Bercanda katanya? Identitasku bukan untuk dibuat bercanda. Aku bukan lelucon yang bisa mengundang tawa.

"Boleh aku tahu, kenapa namamu begitu?"

Pertanyaan Bu Rana mengundang kericuhan di dalam ruangan. Mereka memaksaku untuk menjelaskan filosofi dibalik nama Anonim.

Aku tersenyum.

"Tanpa mengurangi rasa hormat, aku ingin bertanya. Nama anda Ibu Rana, bukan?"

"Iya. Ada apa?" Tersirat kebanggaan dari nada suaranya.

"Boleh aku tahu, kenapa nama anda begitu?" Aku bertanya seraya menatap wajah Bu Rana.

"Wahh ... hebat!"

"Dia sangat berani!"

"Dia cari mati?"

"Dia itu bodoh, ya?"

"Apa dia tidak takut?"

Kelas yang sempat hening mendadak jadi ribut karena pertanyaanku. Aku menyapukan pandangan ke seluruh penjuru ruangan. Kulihat semua orang menatapku dengan raut wajah terkejut kecuali laki-laki yang duduk tepat di depanku. Seorang laki-laki yang bernama Abdullah. Dia memandangku dengan wajah datarnya.

"Bu!" Abdullah mengacungkan tangan.

Semua mata terfokus padanya.

"Kami juga ingin tahu filosofi nama anda," ucap Abdullah sembari tersenyum simpul.

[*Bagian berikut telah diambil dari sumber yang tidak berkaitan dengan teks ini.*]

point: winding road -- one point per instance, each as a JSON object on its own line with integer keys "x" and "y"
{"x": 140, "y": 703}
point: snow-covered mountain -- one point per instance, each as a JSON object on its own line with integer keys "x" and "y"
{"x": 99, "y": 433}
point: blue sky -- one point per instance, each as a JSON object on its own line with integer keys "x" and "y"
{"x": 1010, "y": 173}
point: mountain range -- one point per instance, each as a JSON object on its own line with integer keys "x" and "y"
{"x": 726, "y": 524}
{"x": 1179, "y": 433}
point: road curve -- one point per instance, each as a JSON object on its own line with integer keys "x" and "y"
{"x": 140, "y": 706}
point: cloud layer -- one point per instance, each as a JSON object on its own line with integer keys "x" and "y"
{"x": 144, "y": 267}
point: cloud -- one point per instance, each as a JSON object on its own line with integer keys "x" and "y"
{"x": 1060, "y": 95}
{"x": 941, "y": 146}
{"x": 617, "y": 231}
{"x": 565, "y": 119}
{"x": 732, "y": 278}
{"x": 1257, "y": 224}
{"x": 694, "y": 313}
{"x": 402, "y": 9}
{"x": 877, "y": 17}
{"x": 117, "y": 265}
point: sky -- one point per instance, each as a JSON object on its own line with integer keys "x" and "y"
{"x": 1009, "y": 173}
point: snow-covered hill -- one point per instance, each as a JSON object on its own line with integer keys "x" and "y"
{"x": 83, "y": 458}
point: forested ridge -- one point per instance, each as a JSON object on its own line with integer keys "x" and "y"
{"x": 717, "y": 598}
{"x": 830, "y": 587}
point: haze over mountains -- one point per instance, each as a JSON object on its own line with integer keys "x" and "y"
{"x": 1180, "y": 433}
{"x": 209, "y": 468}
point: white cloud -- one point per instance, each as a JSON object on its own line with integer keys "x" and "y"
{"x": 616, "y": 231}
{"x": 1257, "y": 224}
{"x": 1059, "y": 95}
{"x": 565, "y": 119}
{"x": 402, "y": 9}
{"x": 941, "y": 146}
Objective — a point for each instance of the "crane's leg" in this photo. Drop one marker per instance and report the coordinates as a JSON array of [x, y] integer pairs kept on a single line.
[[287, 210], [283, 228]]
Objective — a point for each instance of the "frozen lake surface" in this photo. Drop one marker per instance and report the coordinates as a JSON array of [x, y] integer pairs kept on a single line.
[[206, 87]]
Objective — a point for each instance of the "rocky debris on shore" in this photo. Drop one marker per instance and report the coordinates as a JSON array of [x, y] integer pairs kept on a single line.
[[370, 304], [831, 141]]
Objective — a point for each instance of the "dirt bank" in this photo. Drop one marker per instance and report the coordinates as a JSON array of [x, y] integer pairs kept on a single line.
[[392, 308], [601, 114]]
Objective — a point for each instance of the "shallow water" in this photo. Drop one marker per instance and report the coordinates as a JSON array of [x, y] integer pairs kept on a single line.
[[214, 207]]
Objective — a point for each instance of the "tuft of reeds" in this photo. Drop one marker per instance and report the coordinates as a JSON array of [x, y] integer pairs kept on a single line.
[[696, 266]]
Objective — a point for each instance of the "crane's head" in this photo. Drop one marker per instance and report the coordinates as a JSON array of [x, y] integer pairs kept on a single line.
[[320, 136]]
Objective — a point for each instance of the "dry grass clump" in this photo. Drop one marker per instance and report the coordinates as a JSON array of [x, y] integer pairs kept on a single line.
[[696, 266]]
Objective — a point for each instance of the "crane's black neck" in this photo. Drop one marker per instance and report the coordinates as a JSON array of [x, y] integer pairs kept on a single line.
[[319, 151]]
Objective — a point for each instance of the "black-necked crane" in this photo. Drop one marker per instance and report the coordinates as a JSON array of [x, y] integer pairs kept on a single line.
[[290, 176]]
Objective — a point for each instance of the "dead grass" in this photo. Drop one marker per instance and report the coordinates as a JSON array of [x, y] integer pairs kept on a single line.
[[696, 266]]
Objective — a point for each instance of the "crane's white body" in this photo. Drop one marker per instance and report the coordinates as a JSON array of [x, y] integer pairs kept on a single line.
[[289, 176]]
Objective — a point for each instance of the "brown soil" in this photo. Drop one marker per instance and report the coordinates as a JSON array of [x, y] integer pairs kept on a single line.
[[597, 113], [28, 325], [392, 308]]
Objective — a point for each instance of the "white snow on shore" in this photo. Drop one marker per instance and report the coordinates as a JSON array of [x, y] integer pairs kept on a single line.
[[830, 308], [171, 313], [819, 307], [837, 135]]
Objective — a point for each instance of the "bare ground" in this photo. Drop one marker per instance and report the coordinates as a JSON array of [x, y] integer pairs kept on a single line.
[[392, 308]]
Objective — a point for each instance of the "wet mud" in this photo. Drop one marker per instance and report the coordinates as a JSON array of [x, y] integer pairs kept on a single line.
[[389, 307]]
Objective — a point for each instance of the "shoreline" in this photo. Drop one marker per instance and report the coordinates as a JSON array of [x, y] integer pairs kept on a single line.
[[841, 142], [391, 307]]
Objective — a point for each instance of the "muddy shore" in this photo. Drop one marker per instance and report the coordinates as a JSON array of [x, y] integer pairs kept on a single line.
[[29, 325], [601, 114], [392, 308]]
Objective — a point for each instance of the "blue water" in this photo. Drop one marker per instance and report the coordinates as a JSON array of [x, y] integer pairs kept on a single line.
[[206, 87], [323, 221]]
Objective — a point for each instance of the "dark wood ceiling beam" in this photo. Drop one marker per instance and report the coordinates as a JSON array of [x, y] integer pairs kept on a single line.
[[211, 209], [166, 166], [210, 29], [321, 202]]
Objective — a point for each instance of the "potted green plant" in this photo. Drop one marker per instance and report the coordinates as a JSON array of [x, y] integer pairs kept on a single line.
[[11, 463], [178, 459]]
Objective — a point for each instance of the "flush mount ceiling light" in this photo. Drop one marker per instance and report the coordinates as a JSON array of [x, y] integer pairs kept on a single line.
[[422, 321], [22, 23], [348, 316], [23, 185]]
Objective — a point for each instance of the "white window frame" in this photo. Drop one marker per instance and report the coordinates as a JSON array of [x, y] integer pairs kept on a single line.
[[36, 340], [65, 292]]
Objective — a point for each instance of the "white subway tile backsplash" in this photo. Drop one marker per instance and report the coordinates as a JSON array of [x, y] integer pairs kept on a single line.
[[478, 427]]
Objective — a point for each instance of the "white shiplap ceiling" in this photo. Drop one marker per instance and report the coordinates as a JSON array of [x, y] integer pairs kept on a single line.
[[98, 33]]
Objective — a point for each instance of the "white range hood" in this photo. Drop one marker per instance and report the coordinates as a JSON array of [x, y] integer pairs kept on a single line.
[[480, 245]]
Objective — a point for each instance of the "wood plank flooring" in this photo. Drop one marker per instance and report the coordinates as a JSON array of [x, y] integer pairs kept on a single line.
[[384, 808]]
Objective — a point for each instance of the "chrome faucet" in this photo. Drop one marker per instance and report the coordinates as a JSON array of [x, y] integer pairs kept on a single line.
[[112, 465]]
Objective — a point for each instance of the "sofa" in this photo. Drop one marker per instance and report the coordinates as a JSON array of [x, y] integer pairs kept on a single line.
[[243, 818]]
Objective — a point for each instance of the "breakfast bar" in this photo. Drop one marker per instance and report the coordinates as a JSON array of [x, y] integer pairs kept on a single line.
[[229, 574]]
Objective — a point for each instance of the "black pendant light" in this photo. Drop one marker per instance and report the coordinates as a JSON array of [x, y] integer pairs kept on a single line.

"Setujuuu!!" Kompak semua mahasiswa berteriak.

Aku melirik Ibu Rana, wajahnya terlihat panik. Dia menyematkan rambut ke belakang telinga sembari tersenyum gugup. Semua itu tergambar jelas dari raut mukanya.

"Tolong tenang." Dia menggerak-gerakkan tangan kanannya membuat para mahasiswa diam seketika. "Nanti saja kita bahas soal nama. Sekarang kalian fokus ke depan, kita lanjutkan pelajaran. Sampai mana diskusi kita tadi?"

"Yaaah ... Buuu ..." sorak sorai memenuhi ruangan ini.

Bu Rana hanya tersenyum canggung menanggapi.

"Anonim, kamu boleh duduk."

"Baik, Bu." Aku tersenyum dan berlalu dari hadapannya.

Aku belum mengerti mengapa orang-orang memandangku dengan tatapan aneh kala aku menyebutkan namaku. Memang kenapa? Bila aku punya nama Anonim.

Aneh adalah suatu kata yang digunakan untuk menjelaskan sesuatu yang berbeda, tidak seperti biasanya, atau sesuatu yang ganjil. Benarkah namaku aneh? Bukankah kata "anonim" sering muncul dalam karya tulis dan dikenal oleh berbagai kalangan.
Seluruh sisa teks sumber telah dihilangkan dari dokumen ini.